Season of Stillness

DH reminded me this evening that even though we constantly work for "balance" in our lives, it most often proves elusive, if not impossible. Too many things are constantly changing to ever find a point at which all things even out. And trying to FORCE any kind of balance usually frustrates and discourages us. Instead, we learn from the natural world around us that the system is wired for "seasons;" periods of time best suited for certain activities. During these seasons, "non-seasonable" activities really need to just put a sock in it and leave us alone.

For instance, when it is over 100 degrees outside, it makes more sense to blow off manual labor in favor of a cool drink and maybe a siesta. Summer works well for indoor projects, eating food that is currently ripening in the field, and putting stuff aside for the winter. On the other hand, brisk fall days are perfect for working with the livestock and making fence repairs. You do NOT want to be chopping firewood in July.

With all that in mind, I'm trying to use this hot "indoor" season to dig into the mystery piles of chaos that have grown up in the house, and to work to bring about order and peace. I'm all about the trashman this week. What around here is no longer serving me, and is in fact, aggravating me by taking up space and appealing to my nostalgic bent? Those things are going in the trash or to Goodwill. Nothing is off limits: photos, keepsakes, files, office supplies - all are coming under my scrutiny. I've already excavated about 20 square feet of office floor that I haven't seen in years. Feels good. When you're hot, you want to cast off stuff that is weighing you down.

Except yarn. The yarn stays. In fact, digging through all my sidelined projects has given me the urge to get going on some knitting and crochet. Fresh off the success of my All Shawl, I'm ready to cast on another quick, fun, functional project.

Pal Laurie and I have cooked up a good (non-yarn) project that we can do indoors, and use up lots of that coarse fiber that just can't go to the processor for our fiber shares: dog beds. We both are pretty competent with sewing machines, and we have some idle fabric that is speaking to us. Stuffed full of olofactorily-robust wool stuffing, we think we'll have dog beds that your Rex will go gaga over. I'll have photos soon of our prototypes, so you can give us some feedback.

But right now, I'm thinking, crocheted cotton rug. Just for fun. As I go to hunt up my size N crochet hook, I leave you with some sheep portraits I took this morning. The sheep were feeling slighted by all the attention the alpacas had been getting. Call this "equal time."

PS - Don't forget Saturday's Spinning Day! At 10 AM we'll pile into the COOL Red Barn and spin, spin, spin. We'll be giving drop spindle lessons, trying out various makes of wheels, and generally taking a much-needed break from our work-a-day worlds. Except me - this IS my work. Is this a great country, or what?

OK - here are your sheepy pals enjoying their breakfast today...
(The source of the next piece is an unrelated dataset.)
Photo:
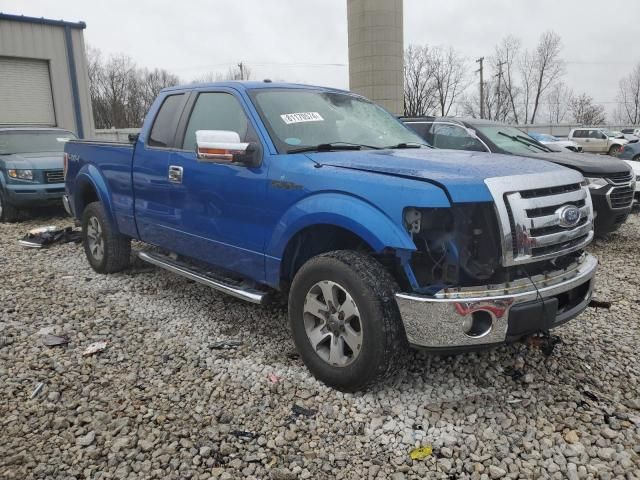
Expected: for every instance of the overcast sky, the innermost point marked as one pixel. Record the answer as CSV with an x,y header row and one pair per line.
x,y
306,40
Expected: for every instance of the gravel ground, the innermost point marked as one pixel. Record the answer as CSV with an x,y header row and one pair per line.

  1. A very wise gardener recently remarked to me that "Summer is our Winter here", and I think he's absolutely right. Up north, the wintertime is for hunkering down inside and reflecting/planning/etc . . . it's too cold to work outside. Here that is summer -- it's too hot to be outside and nothing really grows well if at all.I think we have a summer version of Seasonal Affective Disorder here . . . I know I get cranky and depressed during summer when it is so hot and mosquitoey that I can barely step out into my yard.

  2. I agree with Chris . . . we traded six months of winter coming from Washington State for six months of summer in Texas. Either way, they're both extreme. I love Ted's philosophy re balance, though. We could all use a dose of that lesson I think! A wise man!

    Can't wait til Saturday! See you then.

  3. I TOTALLY agree! PS. I love the sheep pictures!